On 5/30/19 4:17 PM, Gottlob Frege via Boost wrote:

> I'm going to say *most* classes have a throwing move operators.
> Why? Because most classes have a custom copy constructor (because
> people don't follow Rule of Zero like they should),
> and thus most classes don't have *any* move operations.
> So all the move operations are actually copy operations, and most of
> those classes have a string or vector or whatever, and can throw on
> copy.
> Now, having said that, none of those classes actually throw in "real
> life", because they only throw when memory is completely exhausted,
> and have probably crashed already.
> And on some systems that oversubscribe allocation, they don't throw at
> all, they just crash.
> Thus most move operators, whether they exist or not, don't really throw.

This rather illustrates my point. As it stands now we've got
std::variant, boost::variant and boost::variant2. And while we're at it
don't for get std::optional, boost::optional, boost::outcome,
std::expected? and ...?

I don't think there's an general expectation that any of these are going
to interoperate - but they might by accident.
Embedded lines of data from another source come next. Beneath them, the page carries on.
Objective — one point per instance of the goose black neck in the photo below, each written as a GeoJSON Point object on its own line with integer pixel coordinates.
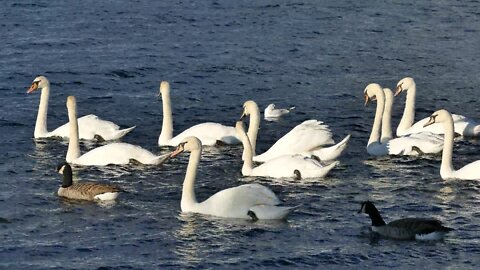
{"type": "Point", "coordinates": [377, 220]}
{"type": "Point", "coordinates": [67, 176]}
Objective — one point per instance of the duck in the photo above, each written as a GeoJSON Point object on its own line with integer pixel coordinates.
{"type": "Point", "coordinates": [209, 133]}
{"type": "Point", "coordinates": [413, 144]}
{"type": "Point", "coordinates": [296, 166]}
{"type": "Point", "coordinates": [91, 127]}
{"type": "Point", "coordinates": [424, 229]}
{"type": "Point", "coordinates": [463, 126]}
{"type": "Point", "coordinates": [470, 171]}
{"type": "Point", "coordinates": [271, 112]}
{"type": "Point", "coordinates": [87, 191]}
{"type": "Point", "coordinates": [310, 137]}
{"type": "Point", "coordinates": [112, 153]}
{"type": "Point", "coordinates": [248, 201]}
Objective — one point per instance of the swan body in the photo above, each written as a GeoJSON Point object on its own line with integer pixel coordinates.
{"type": "Point", "coordinates": [282, 166]}
{"type": "Point", "coordinates": [447, 172]}
{"type": "Point", "coordinates": [84, 191]}
{"type": "Point", "coordinates": [426, 229]}
{"type": "Point", "coordinates": [412, 144]}
{"type": "Point", "coordinates": [90, 126]}
{"type": "Point", "coordinates": [113, 153]}
{"type": "Point", "coordinates": [272, 112]}
{"type": "Point", "coordinates": [462, 125]}
{"type": "Point", "coordinates": [250, 201]}
{"type": "Point", "coordinates": [209, 133]}
{"type": "Point", "coordinates": [308, 138]}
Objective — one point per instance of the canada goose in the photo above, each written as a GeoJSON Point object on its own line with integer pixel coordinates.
{"type": "Point", "coordinates": [84, 191]}
{"type": "Point", "coordinates": [406, 228]}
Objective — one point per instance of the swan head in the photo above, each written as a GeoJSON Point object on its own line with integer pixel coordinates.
{"type": "Point", "coordinates": [164, 88]}
{"type": "Point", "coordinates": [188, 144]}
{"type": "Point", "coordinates": [249, 107]}
{"type": "Point", "coordinates": [38, 82]}
{"type": "Point", "coordinates": [403, 85]}
{"type": "Point", "coordinates": [371, 91]}
{"type": "Point", "coordinates": [438, 117]}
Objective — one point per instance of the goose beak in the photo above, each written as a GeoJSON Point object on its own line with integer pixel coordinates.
{"type": "Point", "coordinates": [33, 87]}
{"type": "Point", "coordinates": [177, 151]}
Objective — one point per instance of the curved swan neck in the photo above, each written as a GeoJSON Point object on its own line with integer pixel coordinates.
{"type": "Point", "coordinates": [447, 167]}
{"type": "Point", "coordinates": [409, 112]}
{"type": "Point", "coordinates": [73, 151]}
{"type": "Point", "coordinates": [166, 133]}
{"type": "Point", "coordinates": [41, 124]}
{"type": "Point", "coordinates": [253, 127]}
{"type": "Point", "coordinates": [247, 152]}
{"type": "Point", "coordinates": [377, 122]}
{"type": "Point", "coordinates": [387, 117]}
{"type": "Point", "coordinates": [188, 191]}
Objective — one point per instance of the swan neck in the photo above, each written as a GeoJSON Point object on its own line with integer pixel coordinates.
{"type": "Point", "coordinates": [188, 192]}
{"type": "Point", "coordinates": [166, 133]}
{"type": "Point", "coordinates": [377, 122]}
{"type": "Point", "coordinates": [41, 124]}
{"type": "Point", "coordinates": [447, 167]}
{"type": "Point", "coordinates": [253, 127]}
{"type": "Point", "coordinates": [387, 119]}
{"type": "Point", "coordinates": [408, 116]}
{"type": "Point", "coordinates": [73, 151]}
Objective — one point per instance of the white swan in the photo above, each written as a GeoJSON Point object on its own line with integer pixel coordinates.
{"type": "Point", "coordinates": [246, 201]}
{"type": "Point", "coordinates": [296, 166]}
{"type": "Point", "coordinates": [209, 133]}
{"type": "Point", "coordinates": [113, 153]}
{"type": "Point", "coordinates": [447, 172]}
{"type": "Point", "coordinates": [90, 126]}
{"type": "Point", "coordinates": [413, 144]}
{"type": "Point", "coordinates": [308, 138]}
{"type": "Point", "coordinates": [463, 125]}
{"type": "Point", "coordinates": [271, 112]}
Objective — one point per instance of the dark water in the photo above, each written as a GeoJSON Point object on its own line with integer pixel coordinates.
{"type": "Point", "coordinates": [316, 55]}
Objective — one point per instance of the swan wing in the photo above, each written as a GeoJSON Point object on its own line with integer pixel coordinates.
{"type": "Point", "coordinates": [208, 133]}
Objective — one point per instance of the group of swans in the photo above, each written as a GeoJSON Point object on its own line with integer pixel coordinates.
{"type": "Point", "coordinates": [421, 137]}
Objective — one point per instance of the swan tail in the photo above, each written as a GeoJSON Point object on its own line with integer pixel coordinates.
{"type": "Point", "coordinates": [270, 211]}
{"type": "Point", "coordinates": [332, 152]}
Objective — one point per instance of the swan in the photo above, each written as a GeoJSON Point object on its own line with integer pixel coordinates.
{"type": "Point", "coordinates": [463, 125]}
{"type": "Point", "coordinates": [90, 126]}
{"type": "Point", "coordinates": [272, 112]}
{"type": "Point", "coordinates": [209, 133]}
{"type": "Point", "coordinates": [113, 153]}
{"type": "Point", "coordinates": [426, 229]}
{"type": "Point", "coordinates": [412, 144]}
{"type": "Point", "coordinates": [250, 201]}
{"type": "Point", "coordinates": [307, 138]}
{"type": "Point", "coordinates": [281, 166]}
{"type": "Point", "coordinates": [84, 191]}
{"type": "Point", "coordinates": [447, 172]}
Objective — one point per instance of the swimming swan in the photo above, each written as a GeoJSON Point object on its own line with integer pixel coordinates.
{"type": "Point", "coordinates": [447, 172]}
{"type": "Point", "coordinates": [412, 144]}
{"type": "Point", "coordinates": [250, 201]}
{"type": "Point", "coordinates": [209, 133]}
{"type": "Point", "coordinates": [463, 125]}
{"type": "Point", "coordinates": [308, 138]}
{"type": "Point", "coordinates": [113, 153]}
{"type": "Point", "coordinates": [90, 126]}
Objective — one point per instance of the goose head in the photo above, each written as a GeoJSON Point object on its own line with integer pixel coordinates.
{"type": "Point", "coordinates": [38, 82]}
{"type": "Point", "coordinates": [438, 117]}
{"type": "Point", "coordinates": [164, 88]}
{"type": "Point", "coordinates": [371, 91]}
{"type": "Point", "coordinates": [189, 144]}
{"type": "Point", "coordinates": [249, 107]}
{"type": "Point", "coordinates": [403, 85]}
{"type": "Point", "coordinates": [66, 170]}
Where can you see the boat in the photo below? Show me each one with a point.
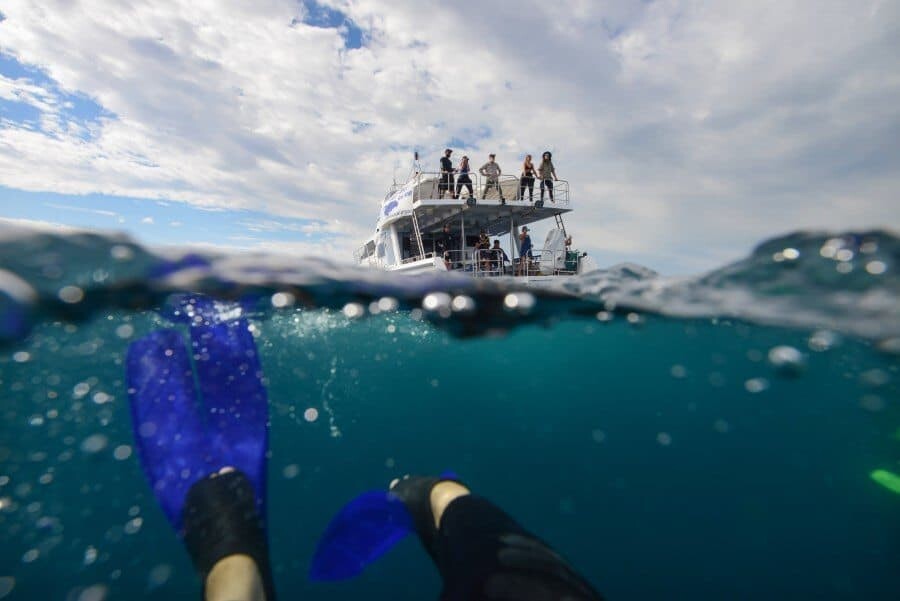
(410, 232)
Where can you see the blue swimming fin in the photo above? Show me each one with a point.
(182, 435)
(168, 431)
(231, 386)
(364, 530)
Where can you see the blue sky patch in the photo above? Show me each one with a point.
(69, 108)
(159, 221)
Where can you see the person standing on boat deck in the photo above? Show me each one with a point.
(482, 251)
(547, 173)
(444, 241)
(464, 179)
(446, 175)
(500, 257)
(524, 250)
(492, 171)
(527, 179)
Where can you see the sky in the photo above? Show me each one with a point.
(689, 131)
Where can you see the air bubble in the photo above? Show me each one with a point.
(756, 385)
(159, 575)
(519, 301)
(95, 592)
(876, 267)
(678, 372)
(353, 310)
(133, 525)
(437, 302)
(7, 584)
(462, 304)
(787, 360)
(280, 300)
(121, 253)
(71, 294)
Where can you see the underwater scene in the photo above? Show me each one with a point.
(730, 435)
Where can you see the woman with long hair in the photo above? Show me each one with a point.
(527, 179)
(547, 173)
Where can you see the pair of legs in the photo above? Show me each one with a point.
(464, 180)
(548, 184)
(529, 183)
(524, 261)
(493, 183)
(446, 185)
(207, 468)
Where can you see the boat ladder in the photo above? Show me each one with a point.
(418, 234)
(561, 225)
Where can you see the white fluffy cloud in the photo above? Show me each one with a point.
(689, 130)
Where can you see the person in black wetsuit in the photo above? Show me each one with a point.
(446, 183)
(464, 180)
(206, 466)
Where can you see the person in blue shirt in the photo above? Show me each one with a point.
(201, 432)
(446, 183)
(525, 254)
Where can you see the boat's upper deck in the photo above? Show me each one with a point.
(423, 194)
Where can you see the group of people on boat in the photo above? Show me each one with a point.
(491, 171)
(205, 459)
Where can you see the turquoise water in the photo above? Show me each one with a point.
(643, 426)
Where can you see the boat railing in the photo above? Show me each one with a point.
(490, 262)
(414, 258)
(548, 262)
(429, 185)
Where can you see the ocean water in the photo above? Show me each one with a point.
(730, 435)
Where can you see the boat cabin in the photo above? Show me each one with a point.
(410, 232)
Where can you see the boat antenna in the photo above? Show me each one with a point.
(416, 167)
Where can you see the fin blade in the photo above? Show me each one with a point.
(364, 530)
(168, 434)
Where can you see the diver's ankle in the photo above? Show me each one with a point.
(442, 495)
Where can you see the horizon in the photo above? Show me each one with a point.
(689, 134)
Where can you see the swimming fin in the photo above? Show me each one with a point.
(371, 524)
(179, 442)
(168, 433)
(364, 530)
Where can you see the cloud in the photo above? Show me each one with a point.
(689, 131)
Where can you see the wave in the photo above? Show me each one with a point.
(846, 282)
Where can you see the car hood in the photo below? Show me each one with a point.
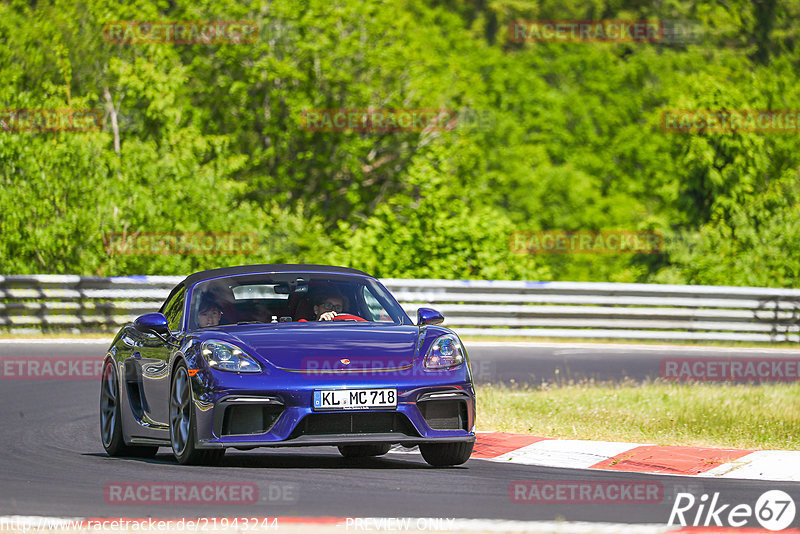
(328, 346)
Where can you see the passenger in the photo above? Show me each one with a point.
(328, 303)
(209, 313)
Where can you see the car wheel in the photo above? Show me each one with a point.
(363, 451)
(111, 421)
(181, 430)
(443, 454)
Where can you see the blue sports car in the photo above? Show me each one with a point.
(286, 355)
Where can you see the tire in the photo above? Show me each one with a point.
(182, 434)
(364, 451)
(445, 454)
(111, 420)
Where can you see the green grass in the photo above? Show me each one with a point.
(711, 415)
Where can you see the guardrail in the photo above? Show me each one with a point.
(471, 307)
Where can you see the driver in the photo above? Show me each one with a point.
(209, 314)
(328, 303)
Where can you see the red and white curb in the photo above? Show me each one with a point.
(335, 525)
(781, 466)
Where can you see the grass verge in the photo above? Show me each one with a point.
(741, 416)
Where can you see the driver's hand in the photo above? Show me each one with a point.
(327, 316)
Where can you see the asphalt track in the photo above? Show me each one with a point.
(53, 463)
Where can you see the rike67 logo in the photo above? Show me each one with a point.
(774, 510)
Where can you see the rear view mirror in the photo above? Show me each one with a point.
(429, 316)
(152, 323)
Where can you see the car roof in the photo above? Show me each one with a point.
(268, 268)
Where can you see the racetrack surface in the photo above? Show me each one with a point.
(54, 464)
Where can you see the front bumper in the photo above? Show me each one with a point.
(242, 411)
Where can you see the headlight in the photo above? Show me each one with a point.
(227, 357)
(445, 352)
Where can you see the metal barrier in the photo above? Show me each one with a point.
(471, 307)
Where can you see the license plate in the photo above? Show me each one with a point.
(354, 399)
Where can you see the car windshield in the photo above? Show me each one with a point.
(291, 298)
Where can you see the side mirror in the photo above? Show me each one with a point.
(429, 316)
(152, 323)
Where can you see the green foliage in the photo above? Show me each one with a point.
(210, 138)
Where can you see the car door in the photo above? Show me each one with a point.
(155, 358)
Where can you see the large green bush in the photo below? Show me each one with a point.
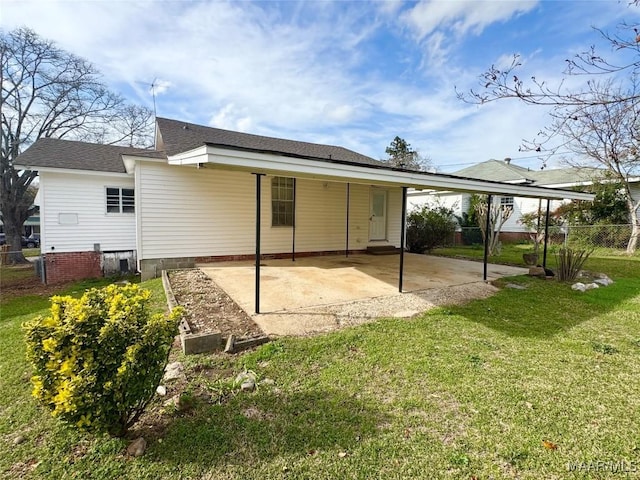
(98, 359)
(429, 227)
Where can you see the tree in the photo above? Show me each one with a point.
(599, 122)
(401, 155)
(48, 92)
(498, 215)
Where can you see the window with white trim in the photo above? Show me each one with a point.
(507, 202)
(120, 200)
(282, 202)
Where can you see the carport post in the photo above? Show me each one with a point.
(486, 238)
(293, 232)
(258, 199)
(546, 234)
(402, 230)
(346, 250)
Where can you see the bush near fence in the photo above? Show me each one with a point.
(603, 236)
(575, 236)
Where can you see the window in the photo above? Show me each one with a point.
(506, 202)
(282, 201)
(120, 200)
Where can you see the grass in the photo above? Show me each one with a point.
(519, 385)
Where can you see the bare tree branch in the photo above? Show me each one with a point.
(48, 92)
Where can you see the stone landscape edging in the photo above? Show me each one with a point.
(193, 343)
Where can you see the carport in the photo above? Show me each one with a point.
(328, 280)
(261, 156)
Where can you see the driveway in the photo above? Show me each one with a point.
(312, 293)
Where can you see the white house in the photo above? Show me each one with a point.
(505, 171)
(197, 197)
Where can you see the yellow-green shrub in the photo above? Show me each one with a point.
(98, 359)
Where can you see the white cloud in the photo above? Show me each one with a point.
(311, 71)
(461, 16)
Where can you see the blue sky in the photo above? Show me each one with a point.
(350, 73)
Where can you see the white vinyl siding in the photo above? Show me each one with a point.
(191, 212)
(75, 217)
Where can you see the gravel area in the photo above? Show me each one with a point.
(209, 308)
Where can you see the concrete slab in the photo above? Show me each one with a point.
(298, 287)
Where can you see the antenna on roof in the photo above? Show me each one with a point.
(152, 88)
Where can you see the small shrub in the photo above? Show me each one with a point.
(604, 348)
(570, 262)
(428, 228)
(98, 359)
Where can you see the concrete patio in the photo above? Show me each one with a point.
(301, 297)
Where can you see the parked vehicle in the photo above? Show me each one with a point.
(32, 241)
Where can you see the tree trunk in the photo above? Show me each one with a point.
(13, 221)
(635, 230)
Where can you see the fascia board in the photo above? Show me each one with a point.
(304, 168)
(73, 171)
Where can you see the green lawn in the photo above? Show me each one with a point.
(460, 393)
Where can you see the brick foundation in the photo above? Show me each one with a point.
(70, 266)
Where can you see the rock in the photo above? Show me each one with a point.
(579, 286)
(230, 344)
(602, 276)
(137, 447)
(537, 272)
(174, 371)
(248, 385)
(246, 375)
(173, 402)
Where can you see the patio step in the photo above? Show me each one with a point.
(383, 250)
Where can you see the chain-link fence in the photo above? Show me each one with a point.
(576, 236)
(597, 236)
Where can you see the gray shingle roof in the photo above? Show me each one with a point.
(499, 170)
(178, 137)
(56, 153)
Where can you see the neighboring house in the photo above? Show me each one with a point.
(31, 226)
(505, 171)
(194, 199)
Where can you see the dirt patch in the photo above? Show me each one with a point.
(20, 280)
(209, 308)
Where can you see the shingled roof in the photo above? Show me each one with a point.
(178, 137)
(57, 153)
(502, 171)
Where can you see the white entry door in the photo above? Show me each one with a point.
(378, 215)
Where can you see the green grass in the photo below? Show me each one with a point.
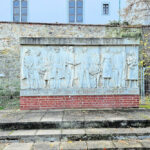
(9, 103)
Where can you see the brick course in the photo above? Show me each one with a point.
(74, 102)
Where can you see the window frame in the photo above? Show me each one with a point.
(102, 7)
(76, 9)
(78, 14)
(24, 14)
(16, 14)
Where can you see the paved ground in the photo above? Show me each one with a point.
(73, 115)
(62, 136)
(79, 145)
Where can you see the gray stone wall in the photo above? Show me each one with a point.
(10, 48)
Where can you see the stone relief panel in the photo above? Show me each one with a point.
(131, 67)
(79, 67)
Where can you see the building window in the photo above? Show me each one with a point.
(105, 9)
(16, 11)
(79, 15)
(20, 10)
(75, 11)
(23, 11)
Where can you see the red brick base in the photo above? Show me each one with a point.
(72, 102)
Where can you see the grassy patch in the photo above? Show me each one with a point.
(9, 103)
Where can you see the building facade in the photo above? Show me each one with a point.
(64, 11)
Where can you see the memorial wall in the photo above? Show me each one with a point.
(71, 70)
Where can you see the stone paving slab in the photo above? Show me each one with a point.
(81, 145)
(118, 131)
(78, 145)
(127, 144)
(23, 133)
(46, 146)
(53, 116)
(145, 143)
(49, 132)
(100, 144)
(2, 146)
(32, 117)
(5, 133)
(19, 146)
(73, 115)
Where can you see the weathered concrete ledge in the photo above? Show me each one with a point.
(79, 41)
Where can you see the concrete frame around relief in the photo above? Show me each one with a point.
(79, 41)
(24, 41)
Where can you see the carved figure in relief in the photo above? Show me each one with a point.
(132, 70)
(83, 72)
(27, 71)
(118, 67)
(58, 69)
(47, 70)
(35, 77)
(95, 71)
(107, 68)
(70, 67)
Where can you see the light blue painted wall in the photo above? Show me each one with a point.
(52, 11)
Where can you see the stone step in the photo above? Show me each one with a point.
(75, 124)
(74, 135)
(80, 145)
(56, 119)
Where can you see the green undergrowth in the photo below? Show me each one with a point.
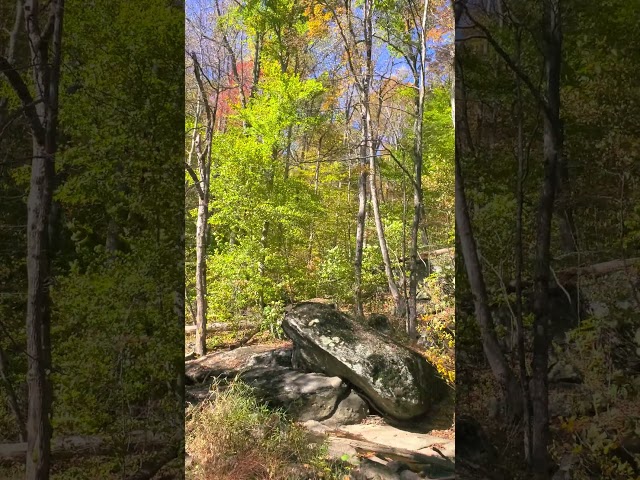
(231, 435)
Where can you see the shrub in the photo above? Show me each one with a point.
(233, 436)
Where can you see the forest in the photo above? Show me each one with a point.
(91, 262)
(546, 215)
(319, 239)
(319, 167)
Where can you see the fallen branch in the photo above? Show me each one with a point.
(243, 341)
(154, 465)
(399, 454)
(221, 327)
(82, 445)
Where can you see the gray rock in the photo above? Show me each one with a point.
(396, 466)
(350, 410)
(228, 364)
(564, 372)
(472, 443)
(396, 380)
(599, 310)
(305, 396)
(370, 470)
(379, 323)
(566, 399)
(409, 475)
(272, 358)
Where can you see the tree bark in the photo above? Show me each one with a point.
(552, 153)
(420, 83)
(490, 345)
(524, 377)
(12, 400)
(202, 182)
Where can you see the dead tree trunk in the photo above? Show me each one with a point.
(490, 345)
(12, 400)
(42, 112)
(201, 181)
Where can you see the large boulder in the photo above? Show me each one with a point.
(397, 381)
(305, 396)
  So I need one of these - or maybe something very similar. As a user
I'm now tasked with a mini-research project to figure out which one I
want. OK, not too bad. But also which might be incompatible with the
types T I'm going to want to use. Or which might have a surprising
throw when I use them.

One approach is yours, carefully design the particular type of variant
with the features that we expect users will require. This will never
result in agreement and some compromise will have to be reached. And
this compromise will surely contain subtle points that the user will
need to research and understand in order to code which is clearly correct.

So I'm all for giving up. Encapsulate the debates/tradoffs into the
list of policy parameters and in type requirements for the type. So
effectively we'll have:

   variant_requirements_on_T<bool is_assignable, iscopyable,
is_moveable, is_no_throw, is_default_constructible, ...>, // list of
restrictions of behavior of the variant being created
   class T ... // list of types in the union
struct mother_of_all_variants {

This type would trap at compile time any attempts instantiate at type
which violates the specified requirements. This is what the user
actually needs in order to write a program that he can have confidence in.

And of course we'd have
template<class T>
using optional = mother_all_variants< ..., bool>

to avoid the necessity to do any actual thinking at all.

Aside - I'm not crazy about the naming "basic_variant" as I don't think
it does justice to the brilliance of the concept. But I recognize that
such naming is much in line with historical practice and users
expectations so I see the merit in "basic_variant".

Aside2 - can one imagine the satisfaction to be derived from knowing
that forever more, we won't be subject to any more arcane debates on
what behavior some variant class should support?